Dipende. Ogni classe sociale ha reagito in modo diverso. I più benestanti, e i loro giovani, hanno dimostrato di avere più risorse per affrontare la situazione. I più acculturati, abituati a leggere e ad approfondire si sono dimostrati più flessibili ed elastici. Le classi meno agiate hanno sofferto per la mancanza di spazio, di smartphone, pc, banda larga. Un terzo degli allievi non ha potuto seguire la DAD: una quantità enorme di studenti che hanno perso un anno, e non solo. Molti di loro purtroppo già non leggevano i giornali né guardavano la tv, sono poco informati e “umorali” nelle reazioni, vivono in uno stato di costante attenzione parziale. La loro vita è una successione d’istanti, senza alcuna idea del futuro perché non sanno nulla del passato. È un grave problema antropologico che già segnalavo nel mio libro “Mac Luhan non abita più qui?” (Bollati Boringhieri 2017).
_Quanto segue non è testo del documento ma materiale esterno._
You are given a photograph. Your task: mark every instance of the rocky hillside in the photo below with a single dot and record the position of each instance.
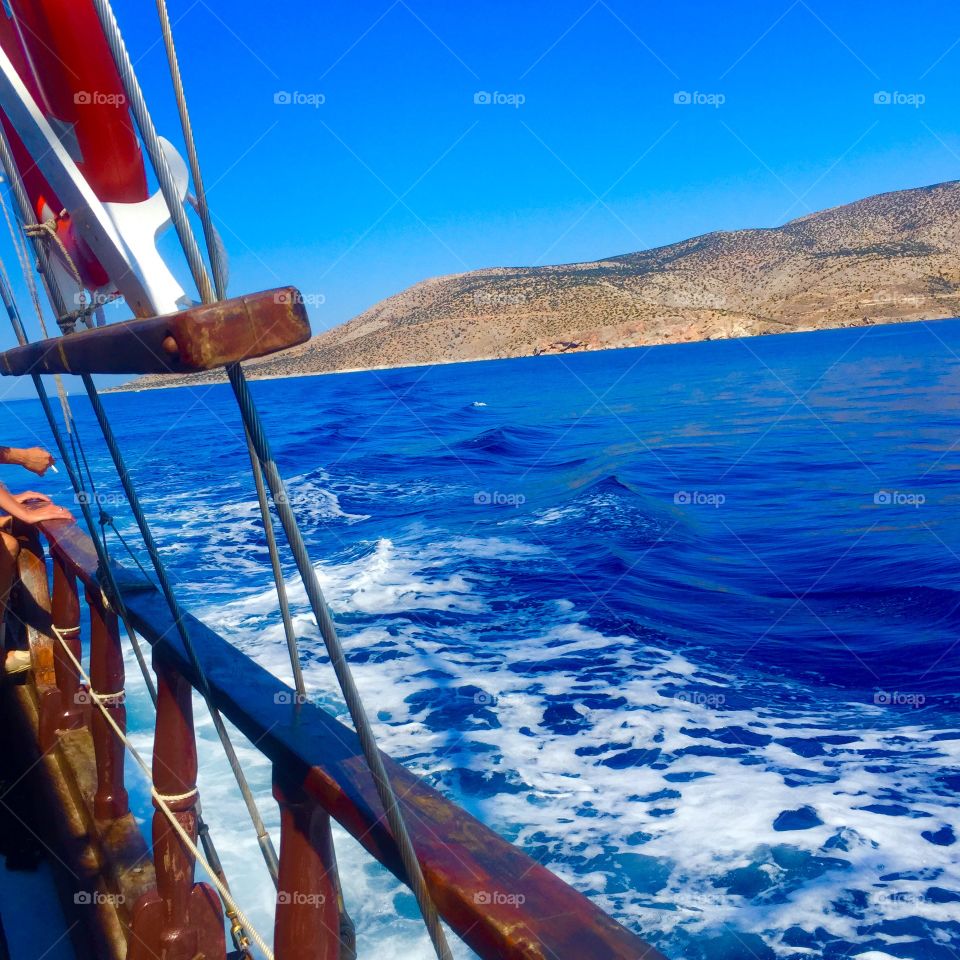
(889, 257)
Per questo è importante, soprattutto per chi fa comunicazione, trovare nuove forme d’espressione che sappiano utilizzare i social media secondo le loro specifiche grammatiche e sintassi. Un compito difficilissimo.

Competenza, talento, responsabilità, tenacia, pazienza: quali di queste qualità sarebbero particolarmente utili in questa fase?
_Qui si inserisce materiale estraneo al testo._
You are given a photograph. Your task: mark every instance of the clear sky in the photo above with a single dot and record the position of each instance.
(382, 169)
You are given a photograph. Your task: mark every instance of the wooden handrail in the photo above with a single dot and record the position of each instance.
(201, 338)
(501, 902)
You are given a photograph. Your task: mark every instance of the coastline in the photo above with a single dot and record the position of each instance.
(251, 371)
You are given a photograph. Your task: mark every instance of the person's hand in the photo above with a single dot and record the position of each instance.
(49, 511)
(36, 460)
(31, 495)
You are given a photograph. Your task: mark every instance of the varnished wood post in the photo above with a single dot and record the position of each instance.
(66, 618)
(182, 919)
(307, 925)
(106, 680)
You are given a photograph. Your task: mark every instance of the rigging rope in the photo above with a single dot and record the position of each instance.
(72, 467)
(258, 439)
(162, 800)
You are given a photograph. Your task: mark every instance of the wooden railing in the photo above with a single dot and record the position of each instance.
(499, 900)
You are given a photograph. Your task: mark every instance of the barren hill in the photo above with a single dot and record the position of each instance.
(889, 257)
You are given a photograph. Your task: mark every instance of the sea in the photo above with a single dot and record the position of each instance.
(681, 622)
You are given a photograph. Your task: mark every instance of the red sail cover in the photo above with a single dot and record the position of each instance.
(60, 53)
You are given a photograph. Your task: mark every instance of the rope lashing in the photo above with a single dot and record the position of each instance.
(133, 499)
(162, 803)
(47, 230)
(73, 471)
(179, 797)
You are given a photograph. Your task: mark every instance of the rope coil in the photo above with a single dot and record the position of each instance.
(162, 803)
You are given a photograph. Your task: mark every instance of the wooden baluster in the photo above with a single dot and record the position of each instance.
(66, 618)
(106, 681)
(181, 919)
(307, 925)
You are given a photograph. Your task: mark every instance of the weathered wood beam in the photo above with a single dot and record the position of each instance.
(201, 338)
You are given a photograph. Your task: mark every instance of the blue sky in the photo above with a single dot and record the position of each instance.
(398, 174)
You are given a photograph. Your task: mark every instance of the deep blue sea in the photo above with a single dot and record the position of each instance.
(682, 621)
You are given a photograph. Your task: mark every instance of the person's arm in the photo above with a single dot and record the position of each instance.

Tutte. Qualità tipiche dei veri professionisti che hanno studiato e che hanno esperienza. Il problema è che il vento dell’“uno vale uno” ha mandato al potere degli improvvisati senza competenze né cultura. E spazzato via tutti gli altri. Ne ho parlato, identificando problemi e soluzioni, nel mio ultimo saggio “La sindrome del criceto” (Edizioni la Vela 2020).
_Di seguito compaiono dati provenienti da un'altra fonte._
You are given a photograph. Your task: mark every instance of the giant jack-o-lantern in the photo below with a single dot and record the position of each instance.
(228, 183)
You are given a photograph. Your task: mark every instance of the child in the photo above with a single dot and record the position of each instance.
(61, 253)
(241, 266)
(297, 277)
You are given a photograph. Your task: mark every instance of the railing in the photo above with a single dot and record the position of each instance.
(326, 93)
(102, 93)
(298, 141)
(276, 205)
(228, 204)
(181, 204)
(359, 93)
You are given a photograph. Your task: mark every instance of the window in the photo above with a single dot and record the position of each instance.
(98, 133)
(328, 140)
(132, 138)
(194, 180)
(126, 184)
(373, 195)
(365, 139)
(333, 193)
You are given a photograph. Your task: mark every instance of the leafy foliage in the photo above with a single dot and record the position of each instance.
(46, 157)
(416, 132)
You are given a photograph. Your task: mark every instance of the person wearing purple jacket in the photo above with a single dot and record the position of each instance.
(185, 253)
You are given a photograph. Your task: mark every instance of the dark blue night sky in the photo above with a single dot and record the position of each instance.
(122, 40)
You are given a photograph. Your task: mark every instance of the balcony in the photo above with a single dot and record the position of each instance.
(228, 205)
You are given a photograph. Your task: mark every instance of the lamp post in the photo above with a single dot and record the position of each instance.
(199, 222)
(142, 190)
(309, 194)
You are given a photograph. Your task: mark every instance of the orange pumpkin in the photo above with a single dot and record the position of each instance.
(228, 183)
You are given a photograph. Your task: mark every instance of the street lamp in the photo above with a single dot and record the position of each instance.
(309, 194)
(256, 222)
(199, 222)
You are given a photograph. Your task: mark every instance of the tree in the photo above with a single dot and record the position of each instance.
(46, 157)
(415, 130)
ln questi tempi di informazioni banalizzate e urlate la nobile arte dell’ascolto è poco praticata, sebbene sia fondamentale per una buona comunicazione. Come valorizzare l’ascolto? Andrebbe insegnato a scuola?

A scuola si potrebbe fare molto. Ricordo che ai miei tempi, in classe, c’erano momenti in cui l’insegnante (o un alunno) leggeva una storia, gli altri ascoltavano e poi, a sorpresa, uno era chiamato a sintetizzarla. Era una buona pratica che andrebbe recuperata. Altro che consentire il cellulare in classe. Per sviluppare doti dialettiche, bisogna recuperare la scrittura a mano soprattutto da piccoli, e non mettere troppo precocemente le mani su un device elettronico.

Ripensare la nostra comunicazione, dopo la pandemia e l’infodemia è necessario: occorrerà superare la pigrizia mentale, gli schemi prefissati, le visioni manichee che vanno di moda sul Web. E dovremo confrontarci sempre più con tecnologie avanzate. Un lavoro non facile...

Siamo in epoca in cui aumentano le opzioni informative e di intrattenimento ma diminuisce il tempo per fruirle. Abbiamo un eccesso di stimoli e reagiamo, sbagliando, cercando di diventare ancora più multitasking. Si finisce per collezionare frammenti, ritenendo che la velocità possa supplire alla mancanza di approfondimento, ma non è così.
I giornali perdono colpi e si comportano da anni come se nulla fosse successo, e si lamentano perché hanno dimezzato le copie in una decade: articolesse lunghissime, poca capacità di sintesi, quando le ricerche ci dicono che oltre il 60% degli italiani non sa decodificare un articolo di media difficoltà. Eppure basterebbe ispirarsi al passato: Montanelli e Biagi scrivevano editoriali di 60 righe, chiari e assai comprensibili.

In che modo e quanto la comunicazione incide sulla reputazione?

È fondamentale. La comunicazione è il vestito di una istituzione e di una impresa. Un vestito, un abbigliamento dice molto di noi. Ma non basta mettersi una volta sola un bel vestito. Ci vuole continuità. Per tenere alta la propria reputazione imprese e istituzioni sono condannate alla qualità in ogni comportamento e in particolare nella comunicazione. Ma prima di comunicare, occorre aver impostato una strategia, aver stabilito a quale pubblico si vuole parlare, con quali mezzi, avere ben chiaro cosa si vuole che apprenda dalla nostra comunicazione. Insomma è roba da professionisti, mica da dilettanti improvvisati.